We’re not out of the woods yet, though. We now come to the “outrageous crazy omg wtf Internet sensation” menu item:
Mac ‘n Cheese Big Daddy Patty Melt
Feast with your eyes. Take a good, long gander. “A hand-pressed beef patty topped with new creamy Mac ‘n Cheese, melted cheddar cheese and zesty Frisco sauce on grilled potato bread, served with a side of wavy-cut French fries.”
I’m not sure what else to say. Denny’s pretty much sums it up. I have seen many sides and snacks stuffed into a sandwich, but this one fills me with particular trepidation. I can’t imagine the texture of pasta going well with hamburger. It freaks me out. As if that weren’t enough, there’s also cheddar cheese and “Frisco” sauce. Taste and texture aside, this sounds like a giant, gooey mess waiting to happen. As if uttering the words “Big Daddy Patty” in public wasn’t humiliating enough, enjoy having your face and hands covered in cheese sauce.
It’s gimmicky, it’s ridiculous, and I want one. Wait, let me rephrase that. I “want” one.
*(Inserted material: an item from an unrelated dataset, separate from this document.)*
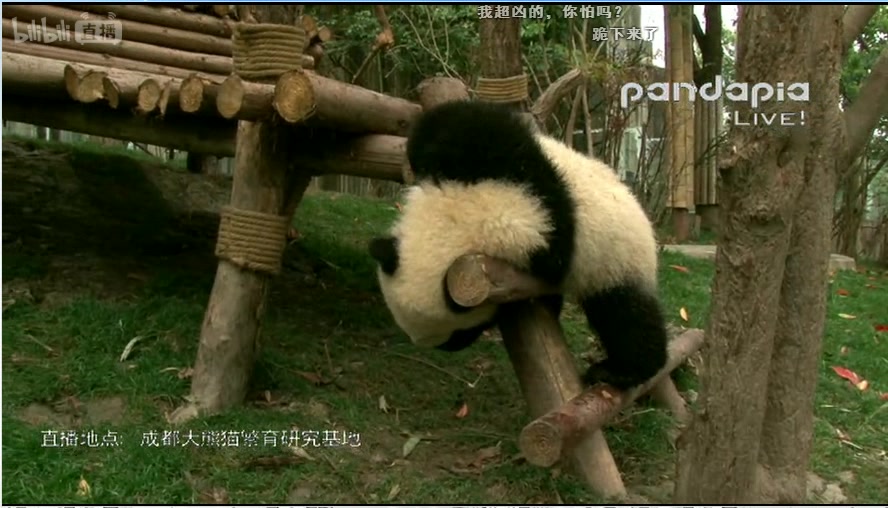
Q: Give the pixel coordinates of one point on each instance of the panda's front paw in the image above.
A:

Sometimes being a food reviewer is a terrible curse.
Just in case you haven’t had enough cheese in your meal, Denny’s also has two new sweet and cheesy items.
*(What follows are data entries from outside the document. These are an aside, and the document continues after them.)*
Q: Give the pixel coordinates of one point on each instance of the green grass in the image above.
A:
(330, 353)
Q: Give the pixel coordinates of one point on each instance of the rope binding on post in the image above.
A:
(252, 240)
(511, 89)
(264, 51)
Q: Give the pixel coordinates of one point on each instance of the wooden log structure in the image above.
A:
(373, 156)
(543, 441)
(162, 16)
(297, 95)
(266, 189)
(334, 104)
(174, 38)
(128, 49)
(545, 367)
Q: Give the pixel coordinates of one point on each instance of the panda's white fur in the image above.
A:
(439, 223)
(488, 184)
Strawberry Cheesecake Milk Shake
“Thick, creamy hand-dipped milk shake made with vanilla ice cream blended with strawberry topping, cream cheese and real cheesecake. Topped with a dollop of whipped cream.”
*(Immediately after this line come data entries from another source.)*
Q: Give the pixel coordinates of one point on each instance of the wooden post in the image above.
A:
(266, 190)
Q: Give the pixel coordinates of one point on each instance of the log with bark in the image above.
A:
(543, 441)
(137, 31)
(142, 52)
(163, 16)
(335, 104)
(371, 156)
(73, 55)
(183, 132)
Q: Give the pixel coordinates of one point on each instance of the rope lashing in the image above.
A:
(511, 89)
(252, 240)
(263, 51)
Cream cheese in a milk shake. Is this okay? I can’t tell. I love cream cheese, but I’m not so sure I would appreciate it in a milk shake. I can get behind the cheesecake itself, but cream cheese just sounds wrong. Also, this thing sounds heavy enough that you could order it and skip a cheesy entree altogether.
Strawberry Pancake Puppies with Cream Cheese Icing
“Six bite-sized round pancakes made with strawberry and white chocolate chips. Sprinkled with powdered sugar and served with a side of cream cheese icing for dipping.”
Ow. I think I just got a cavity. While these things sound like sugar overload, I see nothing inherently creepy about them, which is a relief. They actually sound damn tasty, but I could probably only eat one or two before my stomach started protesting. I can’t even finish a donut; I don’t think I could put down a whole plate of these.
“And if the limited-time menu still doesn’t have enough cheese to please you, there’s the option to cheese it up even more by adding some extra ooze to any dish for just 69 cents.”
“Extra ooze”. Not the best phrase I would choose if I were in the marketing business, but after writing this news post, I find it apt. This thing is longer than many of my reviews. I never thought I’d get tired of cheese, but after just writing this review, I feel kind of cheesed-out, and that’s no small feat.
What a muenster of a post! You cheddar believe I’m spent. I hope you all have a Gouda day!
Okay there I’m done.
Edit: No, wait, one more thing: why are all the shakers in these pictures empty? Is there a serious salt and pepper shortage that I should be worried about?